Yeah. "It's different this time."
Not.
"There is no means of avoiding the final collapse of a boom brought about by credit expansion. The alternative is only whether the crisis should come sooner as a result of a voluntary abandonment of further credit expansion, or later as a final and total catastrophe of the currency system involved."
~~Ludwig Von Mises
Seems like the author doesn’t comprehend the magnitude of the problem.
Sounds nice. Even sounds logical on the face of it.
But the real numbers just don’t work out that way.
In the 80s, large deficits were “sustainable”. At that time, it was even theoretically possible to balance the budget and reduce the national debt. That is mathematically impossible now.
In the 80s, China and others did not hold enough of our debt to influence our foreign policy. They do now, and they are hinting they are willing to do so.
There a lots of other things that are seriously different than in the 80s, both here and in the rest of the world. IMO, it is poor logic to talk down our situation by making analogies to the 80s. Or any other time, for that matter.
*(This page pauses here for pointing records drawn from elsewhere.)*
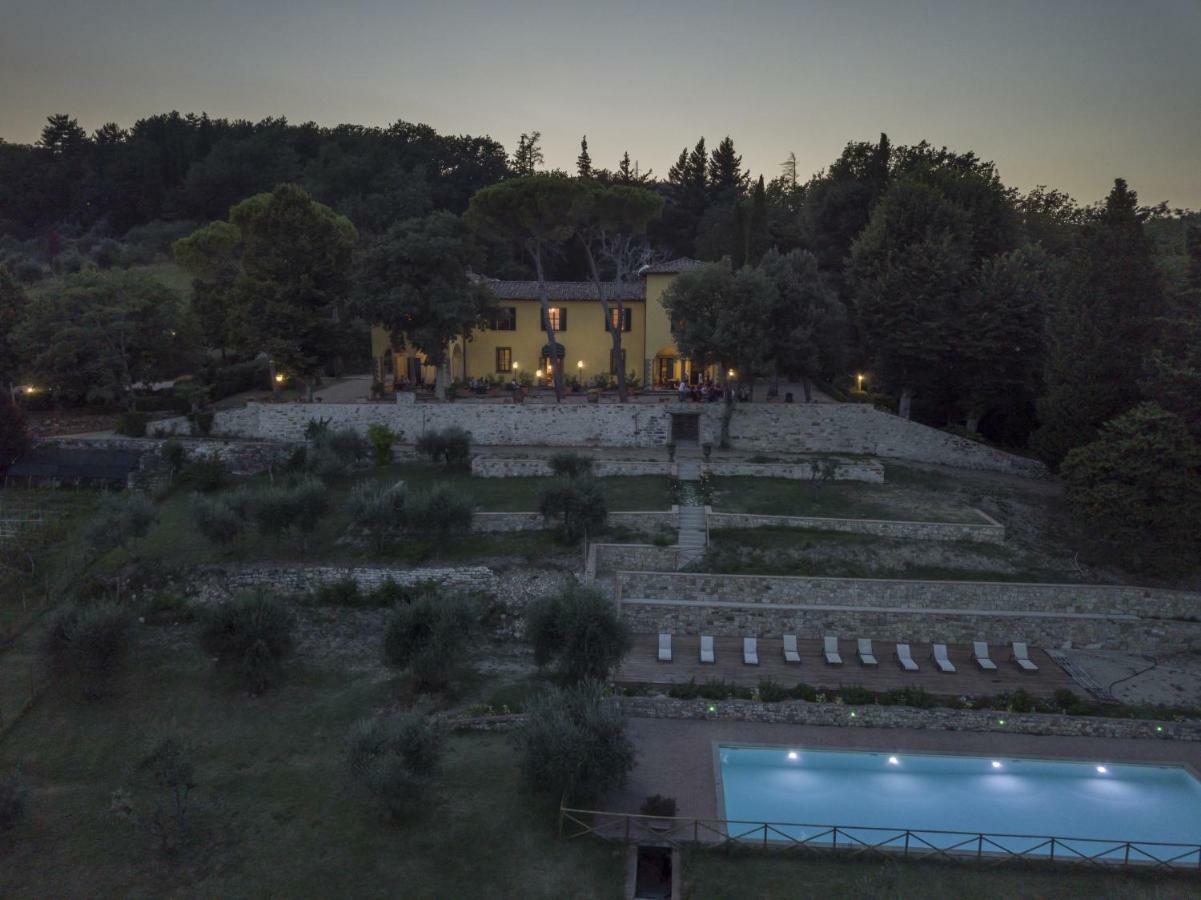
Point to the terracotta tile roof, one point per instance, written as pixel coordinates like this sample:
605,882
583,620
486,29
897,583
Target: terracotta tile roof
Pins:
562,291
671,266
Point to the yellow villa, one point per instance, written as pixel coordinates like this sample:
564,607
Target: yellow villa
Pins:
515,340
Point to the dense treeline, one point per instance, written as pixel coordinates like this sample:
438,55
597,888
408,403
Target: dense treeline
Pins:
1021,319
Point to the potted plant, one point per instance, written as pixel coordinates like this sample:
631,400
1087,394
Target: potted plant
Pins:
662,808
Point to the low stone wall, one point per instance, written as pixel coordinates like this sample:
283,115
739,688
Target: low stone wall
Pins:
846,470
304,579
873,716
756,428
990,531
896,594
489,466
608,558
637,520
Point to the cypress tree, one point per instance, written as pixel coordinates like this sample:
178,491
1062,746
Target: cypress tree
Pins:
584,162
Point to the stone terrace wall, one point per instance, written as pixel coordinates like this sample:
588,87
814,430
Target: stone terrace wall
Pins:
489,466
977,532
768,428
1002,596
1049,615
872,716
846,470
304,579
609,558
637,520
951,626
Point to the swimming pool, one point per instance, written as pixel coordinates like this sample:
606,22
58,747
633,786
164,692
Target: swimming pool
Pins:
946,802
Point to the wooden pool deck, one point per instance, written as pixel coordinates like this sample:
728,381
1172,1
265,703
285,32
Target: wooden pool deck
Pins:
641,666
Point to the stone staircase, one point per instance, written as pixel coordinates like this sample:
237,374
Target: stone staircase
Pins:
693,534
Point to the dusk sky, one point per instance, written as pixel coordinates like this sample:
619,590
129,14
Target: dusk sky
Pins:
1067,93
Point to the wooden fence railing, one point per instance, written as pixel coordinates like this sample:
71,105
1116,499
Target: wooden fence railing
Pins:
871,840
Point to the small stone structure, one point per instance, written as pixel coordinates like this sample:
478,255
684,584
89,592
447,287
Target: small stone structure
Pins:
756,428
876,716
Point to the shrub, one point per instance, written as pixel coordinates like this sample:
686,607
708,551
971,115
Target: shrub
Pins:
297,508
579,631
165,780
452,446
574,745
396,758
440,511
342,592
252,632
216,520
578,504
13,800
571,464
207,474
89,643
426,637
381,439
378,513
13,433
120,519
658,805
131,424
856,695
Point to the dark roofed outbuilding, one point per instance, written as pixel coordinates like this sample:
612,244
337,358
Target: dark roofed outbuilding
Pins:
90,466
The waters we are in are very much uncharted.
The author’s credentials :
Martin Feldstein, a professor of economics at Harvard, was Chairman of President Ronald Reagan’s Council of Economic Advisors and President of the National Bureau for Economic Research.
“Martin Feldstein, a professor of economics at Harvard, was Chairman of President Ronald Reagans Council of Economic Advisors and President of the National Bureau for Economic Research.”
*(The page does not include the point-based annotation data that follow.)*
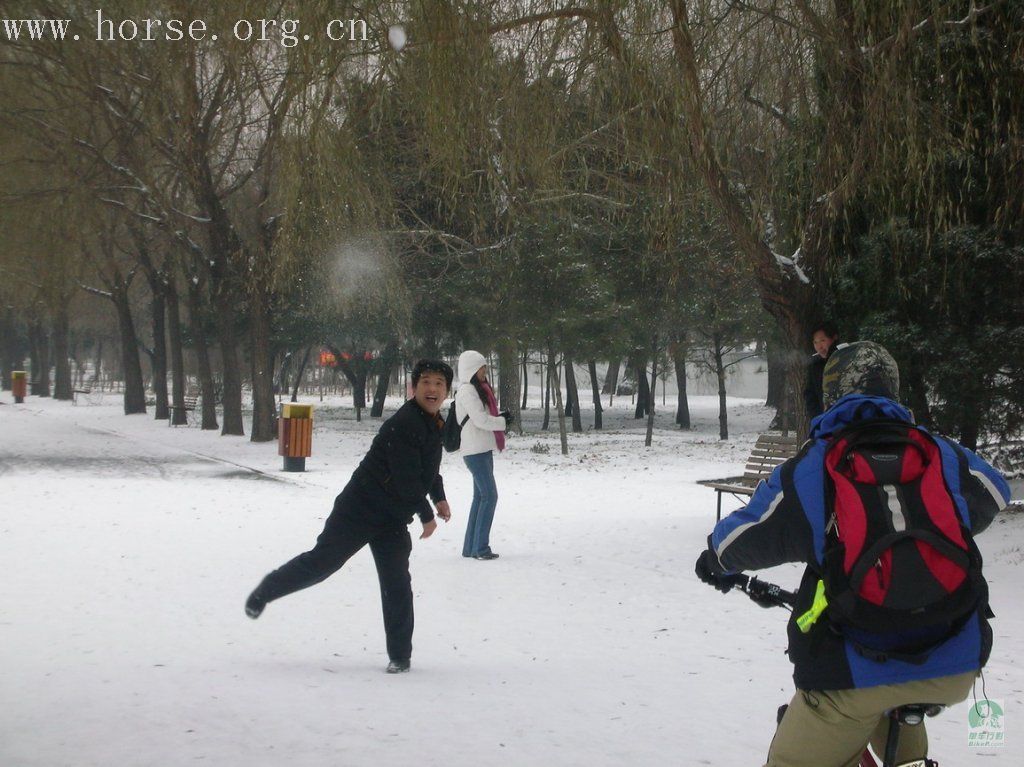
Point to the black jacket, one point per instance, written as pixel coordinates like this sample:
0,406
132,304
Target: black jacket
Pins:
813,399
400,467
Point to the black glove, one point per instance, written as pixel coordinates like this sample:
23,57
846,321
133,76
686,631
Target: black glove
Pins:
710,570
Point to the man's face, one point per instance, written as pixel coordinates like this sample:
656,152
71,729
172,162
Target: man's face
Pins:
430,391
822,343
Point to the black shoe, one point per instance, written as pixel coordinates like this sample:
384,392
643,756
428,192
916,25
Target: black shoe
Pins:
255,604
397,667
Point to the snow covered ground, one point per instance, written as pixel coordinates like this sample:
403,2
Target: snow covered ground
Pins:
128,548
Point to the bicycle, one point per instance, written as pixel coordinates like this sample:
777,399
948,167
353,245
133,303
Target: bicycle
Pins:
910,715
I vividly remember ALL the experts, of Feldstein’s credibility, from all sides of the political spectrum saying 2 years ago that the mortgage crisis was overblown (even though loans worth 10x the income were ROUTINELY being given to people throughout California and many other places). Fortunately, I didn’t listen to them and instead made a decent amount of money shorting financials.
Bottom line is that I don’t think that even the BRIGHTEST economists are able to comprehend some things (like a collapse of our banking system when everything, at the time, looked just fine). And saying that $1T deficits, while engaged on a negative growth economic policy (i.e., cap and trade, takeover of health care, card check, etc.) shows me that they are AGAIN clueless.
This HAS TO end with the dollar crashing in some way...we simply will not be permitted to borrow from others, at this rate (or greater), forever.
Sure your dollars will be safe.You’ll only need a wheelbarrow full to by a loaf of bread. That was the cause of Hitler’s rise to power and the eventual start of the second world war.
I just hope it doesn’t happen that way this time.
The dollar has never been safe. If an item cost $1.00 in 1913, it would require $20.00 today to buy that item. That means the 1913 dollar is now worth 5 cents. That does not compute with me, as a dollar being safe. Personal example: house purchased in 1949, $4,000. Monthly mortgage payment $40.50. My pay/week, $60.00 about $3,000/year. Salary X 1 1/3 = house cost. Today, median yearly wage is about $50,000. $50,000 X 1 1/3 = about $67,000. How many houses, that you would be happy with could you buy for $67,000? Carton of cigarettes in 1949, $1.50, today $50.00. 33 X more. How safe is the dollar? Gasoline/gallon 10 cents. Today $2.50. 25 X more. How safe is the dollar.
Diversify their portfolios = GOLD
So, color me unimpressed by his credentials.
And "As a member of the board of AIG Financial Products, Feldstein was one of those who had oversight of the division of the international insurer that contributed to the company's crisis in September, 2008."
I'll take someone who's a little more in touch with reality.
CA....
Spoken like a true elitist who has a vault full of gold and silver and his own private security detail. The dollar is becoming toilet paper money. Everyone, when you look inside, knows this. That’s why the majority of the people believe that government is the biggest threat we face. Get ready for the EPS-electronic police state. Its coming. Buy gold, buy silver, buy guns and buy ammo and don’t wait very long. The window of opportunity is rapidly closing.